Restaurant Review
Taking A Bite Out Of The Lone Star
Published: Wednesday, November 14, 2012
Updated: Wednesday, January 9, 2013 18:01
There are just some culinary cravings that need to be satisfied as soon as they set in, like good old Texas barbecue with the whole works: ribs, steaks, brisket, cornbread, coleslaw, and beans. When a hankering for these delicious dishes from the Lone Star State takes over, the Village Smokehouse in quaint Brookline Village is a great local spot to grab a little slice of Texas and a big slab of barbecued meat.
The Village Smokehouse, which opened its doors in 1987, is located just a short walk from the Brookline Village T stop off the D-line. The restaurant takes pride in offering southern hospitality in an authentic, open barbecue pit, amidst a historic New England suburb.
The eatery exudes a casual and family-friendly atmosphere, with an unspoken dress code that warns against white attire—a dangerous color to wear while attacking sauce-covered ribs. Patrons enter immediately into a bar area, which includes a television and distinctly American country music. Not surprisingly, the decor fits the classic, almost stereotypical, Wild West theme, but not in an over-the-top or tacky way. The wait staff is friendly, evidently trying to play up some Southern charm. Waitresses sport black t-shirts with phrases printed on the back like “I wish Coke was still Cola, and a joint was a bad place to be,” demonstrating the sense of humor and light-heartedness that characterizes the Texas-themed restaurant.
The dining area is fairly small and is separated from the bar by the open barbecue pit, where diners can watch the grill masters in action. On a Thursday night, there was merely a short wait for a table to be cleared, but plans to dine on a weekend night may require a reservation. If dining with only one or two others, be prepared to share a table (actually, three small tables pushed together) with another party in close proximity at the other end—the seating arrangements aren’t entirely private. Each table comes equipped with a roll of paper towels, which is a good sign for the eager carnivore.

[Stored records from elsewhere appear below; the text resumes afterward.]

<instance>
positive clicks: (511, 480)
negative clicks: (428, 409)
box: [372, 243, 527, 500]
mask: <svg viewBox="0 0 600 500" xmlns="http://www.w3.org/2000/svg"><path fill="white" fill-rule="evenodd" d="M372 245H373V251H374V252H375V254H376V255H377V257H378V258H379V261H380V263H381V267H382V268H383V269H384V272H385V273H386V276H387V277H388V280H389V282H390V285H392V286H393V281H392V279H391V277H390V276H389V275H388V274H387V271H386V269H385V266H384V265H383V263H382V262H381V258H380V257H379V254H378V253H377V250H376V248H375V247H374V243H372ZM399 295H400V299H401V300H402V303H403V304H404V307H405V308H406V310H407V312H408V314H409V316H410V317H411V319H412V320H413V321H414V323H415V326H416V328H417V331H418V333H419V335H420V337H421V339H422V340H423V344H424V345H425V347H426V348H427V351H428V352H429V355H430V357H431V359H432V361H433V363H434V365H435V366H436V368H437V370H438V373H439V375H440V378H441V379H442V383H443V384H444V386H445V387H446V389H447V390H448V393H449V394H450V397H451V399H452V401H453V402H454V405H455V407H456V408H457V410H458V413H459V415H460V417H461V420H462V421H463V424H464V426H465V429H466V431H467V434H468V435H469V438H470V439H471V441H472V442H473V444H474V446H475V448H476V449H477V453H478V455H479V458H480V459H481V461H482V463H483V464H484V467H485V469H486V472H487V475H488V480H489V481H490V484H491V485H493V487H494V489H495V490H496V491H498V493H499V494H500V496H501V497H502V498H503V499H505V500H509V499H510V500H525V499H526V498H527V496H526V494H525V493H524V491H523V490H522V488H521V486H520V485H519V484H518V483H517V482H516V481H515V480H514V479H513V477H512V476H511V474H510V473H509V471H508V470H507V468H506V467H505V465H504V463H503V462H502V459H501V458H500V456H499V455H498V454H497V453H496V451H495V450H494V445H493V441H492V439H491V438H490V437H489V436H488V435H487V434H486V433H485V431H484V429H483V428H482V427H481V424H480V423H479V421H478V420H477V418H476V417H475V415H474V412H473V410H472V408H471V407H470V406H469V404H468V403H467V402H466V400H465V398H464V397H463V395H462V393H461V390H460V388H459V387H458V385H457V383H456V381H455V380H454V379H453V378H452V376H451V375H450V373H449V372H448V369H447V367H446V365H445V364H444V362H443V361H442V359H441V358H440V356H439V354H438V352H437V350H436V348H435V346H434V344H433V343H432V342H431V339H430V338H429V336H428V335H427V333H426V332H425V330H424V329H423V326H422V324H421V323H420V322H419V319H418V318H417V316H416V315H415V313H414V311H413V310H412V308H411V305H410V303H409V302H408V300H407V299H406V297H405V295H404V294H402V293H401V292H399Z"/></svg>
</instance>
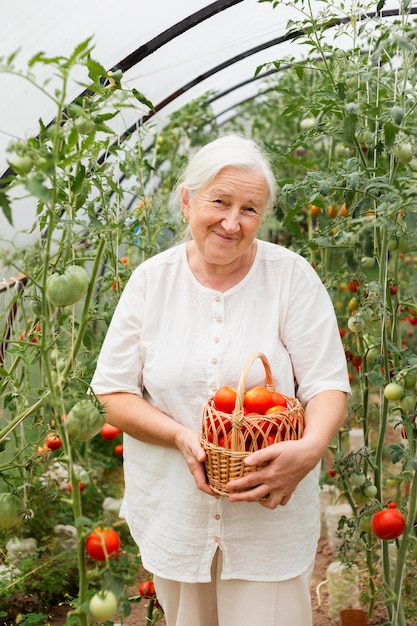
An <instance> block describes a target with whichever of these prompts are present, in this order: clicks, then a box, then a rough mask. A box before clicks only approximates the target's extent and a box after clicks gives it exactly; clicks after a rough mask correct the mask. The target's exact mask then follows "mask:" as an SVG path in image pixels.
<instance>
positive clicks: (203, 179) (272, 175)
mask: <svg viewBox="0 0 417 626" xmlns="http://www.w3.org/2000/svg"><path fill="white" fill-rule="evenodd" d="M225 167H238V168H241V169H246V170H248V171H250V172H257V173H260V174H262V176H263V177H264V178H265V181H266V183H267V186H268V196H267V198H266V202H265V214H268V213H270V212H271V210H272V207H273V204H274V202H275V196H276V193H277V183H276V180H275V176H274V174H273V172H272V169H271V166H270V163H269V161H268V159H267V157H266V156H265V155H264V154H263V152H262V151H261V149H260V148H259V146H258V145H257V144H256V143H255V142H254V141H253V140H252V139H248V138H247V137H242V136H240V135H224V136H223V137H220V138H219V139H215V140H214V141H211V142H210V143H208V144H206V145H205V146H203V147H202V148H200V149H199V150H198V151H197V152H196V153H195V154H194V155H193V156H192V157H191V158H190V160H189V162H188V165H187V167H186V168H185V170H184V172H183V174H182V176H181V178H180V180H179V182H178V184H177V186H176V188H175V190H174V192H173V198H172V201H173V204H175V205H176V206H178V205H179V196H180V190H181V188H185V189H187V190H188V191H189V192H190V193H193V192H196V191H198V190H199V189H201V188H202V187H204V186H205V185H207V184H208V183H209V182H211V181H212V180H213V179H214V178H215V177H216V176H217V174H218V173H219V172H220V170H222V169H223V168H225Z"/></svg>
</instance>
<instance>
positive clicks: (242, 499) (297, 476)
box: [228, 390, 346, 509]
mask: <svg viewBox="0 0 417 626" xmlns="http://www.w3.org/2000/svg"><path fill="white" fill-rule="evenodd" d="M345 419H346V393H344V392H342V391H337V390H329V391H323V392H321V393H318V394H317V395H316V396H314V397H313V398H311V400H310V401H309V402H308V404H307V406H306V427H305V430H304V433H303V437H302V438H301V439H299V440H297V441H283V442H281V443H276V444H273V445H272V446H268V447H267V448H264V449H263V450H258V451H257V452H254V453H253V454H251V455H249V456H248V457H247V458H246V460H245V462H246V463H247V464H248V465H257V464H258V463H264V462H267V463H268V465H267V466H266V467H264V468H262V469H261V470H258V471H256V472H251V473H249V474H248V475H247V476H245V477H243V478H239V479H237V480H233V481H231V482H230V483H229V484H228V488H230V489H244V490H245V491H242V492H240V493H233V494H231V495H230V496H229V500H230V501H231V502H238V501H243V500H245V501H248V502H254V501H259V500H261V499H263V498H265V497H266V496H268V497H267V499H266V500H265V501H264V502H262V504H263V505H264V506H266V507H268V508H271V509H274V508H276V507H277V506H278V505H285V504H287V502H288V501H289V499H290V498H291V495H292V494H293V492H294V490H295V488H296V487H297V485H298V483H299V482H300V481H301V480H302V479H303V478H304V477H305V476H306V475H307V474H308V472H310V471H311V470H312V469H313V468H314V467H315V466H316V465H317V463H318V462H319V461H320V459H322V458H323V456H324V454H325V452H326V450H327V447H328V445H329V444H330V442H331V441H332V439H333V437H334V436H335V435H336V433H337V432H338V430H339V429H340V428H341V427H342V426H343V424H344V422H345ZM268 494H269V495H268Z"/></svg>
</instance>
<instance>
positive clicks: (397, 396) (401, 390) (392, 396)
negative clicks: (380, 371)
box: [384, 383, 404, 402]
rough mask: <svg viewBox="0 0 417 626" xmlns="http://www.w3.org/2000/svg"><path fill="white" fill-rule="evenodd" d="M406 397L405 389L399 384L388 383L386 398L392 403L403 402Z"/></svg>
mask: <svg viewBox="0 0 417 626" xmlns="http://www.w3.org/2000/svg"><path fill="white" fill-rule="evenodd" d="M403 395H404V387H403V386H402V385H400V384H399V383H388V385H386V386H385V388H384V396H385V397H386V399H387V400H390V401H391V402H396V401H398V400H401V398H402V397H403Z"/></svg>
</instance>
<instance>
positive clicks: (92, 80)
mask: <svg viewBox="0 0 417 626" xmlns="http://www.w3.org/2000/svg"><path fill="white" fill-rule="evenodd" d="M87 68H88V77H89V78H90V79H91V80H92V81H93V82H94V83H98V82H99V81H100V78H105V77H106V76H107V71H106V68H105V67H104V66H103V65H101V63H99V62H98V61H95V60H94V59H91V58H89V59H88V60H87Z"/></svg>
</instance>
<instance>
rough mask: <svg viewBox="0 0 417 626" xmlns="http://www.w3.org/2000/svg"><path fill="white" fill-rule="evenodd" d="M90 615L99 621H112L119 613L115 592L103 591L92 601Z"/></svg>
mask: <svg viewBox="0 0 417 626" xmlns="http://www.w3.org/2000/svg"><path fill="white" fill-rule="evenodd" d="M89 609H90V613H91V615H92V616H93V617H95V618H96V619H98V620H99V621H104V620H110V619H111V618H112V617H113V615H114V614H115V613H116V611H117V598H116V596H115V595H114V593H113V591H110V590H109V589H103V590H102V591H98V592H97V593H96V594H94V595H93V597H92V598H91V600H90V605H89Z"/></svg>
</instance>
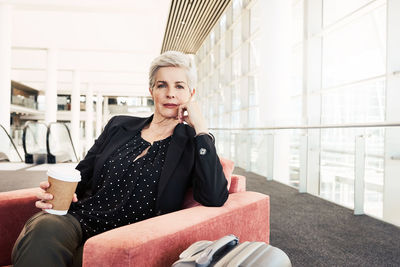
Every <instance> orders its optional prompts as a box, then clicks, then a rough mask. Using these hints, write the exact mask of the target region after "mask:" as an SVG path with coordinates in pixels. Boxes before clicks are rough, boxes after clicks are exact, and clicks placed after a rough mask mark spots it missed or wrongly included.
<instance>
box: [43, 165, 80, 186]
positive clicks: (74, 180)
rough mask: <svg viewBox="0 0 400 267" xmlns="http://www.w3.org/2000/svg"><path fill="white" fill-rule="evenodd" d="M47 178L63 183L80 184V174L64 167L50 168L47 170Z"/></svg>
mask: <svg viewBox="0 0 400 267" xmlns="http://www.w3.org/2000/svg"><path fill="white" fill-rule="evenodd" d="M47 176H50V177H52V178H54V179H57V180H61V181H65V182H80V181H81V172H80V171H78V170H76V169H74V168H72V167H66V166H57V165H56V166H52V167H50V168H49V169H48V170H47Z"/></svg>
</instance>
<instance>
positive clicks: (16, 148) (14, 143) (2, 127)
mask: <svg viewBox="0 0 400 267" xmlns="http://www.w3.org/2000/svg"><path fill="white" fill-rule="evenodd" d="M0 126H1V128H2V129H3V130H4V132H5V133H6V134H7V136H8V138H9V139H10V142H11V144H12V145H13V147H14V149H15V151H16V152H17V154H18V157H19V159H20V160H21V161H23V159H22V157H21V155H20V154H19V152H18V149H17V147H16V146H15V143H14V141H13V140H12V138H11V136H10V135H9V134H8V132H7V130H6V128H4V127H3V125H1V124H0Z"/></svg>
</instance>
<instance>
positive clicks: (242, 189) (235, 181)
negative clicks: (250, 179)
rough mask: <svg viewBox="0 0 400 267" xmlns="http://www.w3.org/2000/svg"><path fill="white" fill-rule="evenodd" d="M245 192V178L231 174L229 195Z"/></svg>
mask: <svg viewBox="0 0 400 267" xmlns="http://www.w3.org/2000/svg"><path fill="white" fill-rule="evenodd" d="M244 191H246V177H245V176H243V175H239V174H232V176H231V186H230V187H229V194H232V193H237V192H244Z"/></svg>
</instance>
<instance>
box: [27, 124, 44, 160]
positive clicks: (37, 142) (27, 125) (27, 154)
mask: <svg viewBox="0 0 400 267" xmlns="http://www.w3.org/2000/svg"><path fill="white" fill-rule="evenodd" d="M34 123H35V124H43V125H44V127H46V128H47V125H46V123H44V122H38V121H27V122H26V123H25V125H24V129H23V131H22V147H23V148H24V152H25V155H30V153H28V151H27V150H26V130H27V128H28V126H29V125H30V124H34ZM35 141H36V143H38V142H37V140H36V139H35Z"/></svg>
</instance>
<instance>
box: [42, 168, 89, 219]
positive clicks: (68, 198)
mask: <svg viewBox="0 0 400 267" xmlns="http://www.w3.org/2000/svg"><path fill="white" fill-rule="evenodd" d="M47 177H48V181H49V183H50V187H49V188H47V190H46V192H47V193H50V194H52V195H53V199H50V200H46V202H47V203H50V204H52V205H53V208H52V209H45V211H46V212H48V213H51V214H55V215H65V214H67V212H68V209H69V206H70V205H71V202H72V198H73V197H74V193H75V190H76V186H77V185H78V183H79V182H80V181H81V173H80V172H79V171H78V170H76V169H73V168H72V167H65V166H53V167H51V168H49V169H48V171H47Z"/></svg>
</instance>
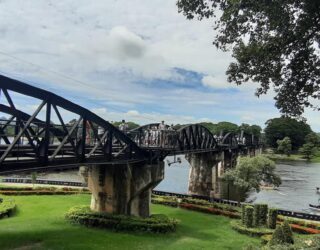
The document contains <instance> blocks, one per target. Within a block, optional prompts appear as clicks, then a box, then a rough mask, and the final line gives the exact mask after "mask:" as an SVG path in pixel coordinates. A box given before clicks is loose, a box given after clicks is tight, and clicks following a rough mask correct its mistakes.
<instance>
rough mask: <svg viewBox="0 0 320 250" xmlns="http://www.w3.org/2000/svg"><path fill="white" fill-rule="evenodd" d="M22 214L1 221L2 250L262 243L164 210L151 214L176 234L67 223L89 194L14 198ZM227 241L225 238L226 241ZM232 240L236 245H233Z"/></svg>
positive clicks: (225, 218)
mask: <svg viewBox="0 0 320 250" xmlns="http://www.w3.org/2000/svg"><path fill="white" fill-rule="evenodd" d="M14 199H15V201H16V203H17V204H19V213H17V214H16V215H15V216H14V217H12V218H10V219H5V220H1V222H0V242H1V247H0V248H1V250H2V249H3V250H6V249H20V248H21V249H25V248H28V249H51V250H58V249H68V250H78V249H88V250H89V249H97V250H98V249H114V250H116V249H118V250H120V249H130V250H141V249H164V248H165V249H166V250H186V249H204V250H205V249H230V250H238V249H242V247H243V246H245V245H246V244H249V243H252V244H255V245H259V243H260V239H258V238H252V237H249V236H247V235H242V234H239V233H237V232H235V231H234V230H232V228H231V225H230V221H231V220H230V219H229V218H227V217H223V216H214V215H208V214H203V213H198V212H193V211H188V210H184V209H176V208H172V207H168V206H162V205H154V204H152V205H151V211H152V213H156V214H166V215H167V216H169V217H174V218H177V219H178V220H179V221H181V222H180V224H179V225H178V227H177V232H176V233H174V234H157V235H154V234H150V233H143V232H141V233H126V232H121V231H120V232H114V231H112V230H97V229H92V228H87V227H83V226H74V225H72V224H70V223H69V222H68V221H67V220H65V219H64V217H63V214H65V213H66V211H68V209H69V208H70V207H74V206H79V205H85V204H89V203H90V199H91V196H90V195H87V194H85V195H73V196H50V197H46V196H28V197H26V196H16V197H14ZM222 236H223V237H222ZM230 239H232V240H230Z"/></svg>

Rather than the usual dinner rolls brought to the table pre-meal, a basket of cornbread and butter is available to snack on while perusing the menu and deciding on appetizers and entrees. Homemade Texas chili with cheese, giant onion rings, homemade “Tater” skins, and fried buffalo shrimp are top picks for appetizers, but sharing is definitely encouraged given the portion size of the second course options.
The Village Smokehouse offers burgers and sandwiches, grilled salmon, steaks, and fajitas as entrees, but focus should be placed on the barbecue section of the menu, since that is what the establishment is best known for. Diners can choose from baby back pork ribs, beef ribs, sliced brisket, BBQ chicken, Texas sausage, grilled shrimp, and Southwestern chicken. Hungry diners can upgrade ribs to “Texas size,” signifying one extra rib. All meats are slowly hickory smoked and barbecued on the open pit, and can be ordered with sauce on the side, light sauce, or extra sauce.
The beef ribs are massive and evenly glazed with a sauce that is a perfect blend of sweet, tangy, and smoky flavors. The most well-done parts of the meat have the taste of the grill cooked into them, which, when slathered in sauce, is textbook Texas barbecue. Barbecue entrees include the cornbread that was served before the meal, beans, and a side order. The coleslaw is fresh and light on mayo, and the sweet potato fries pair nicely with the meat. Sides are smaller than expected at a place that serves Texas-sized meals, however. It came as a surprise when the waitress brought over a small cup of beans and said that it was to be shared “family style” amongst the party of two. The Smokehouse does offer dessert, but it is unlikely that there will be any room for any.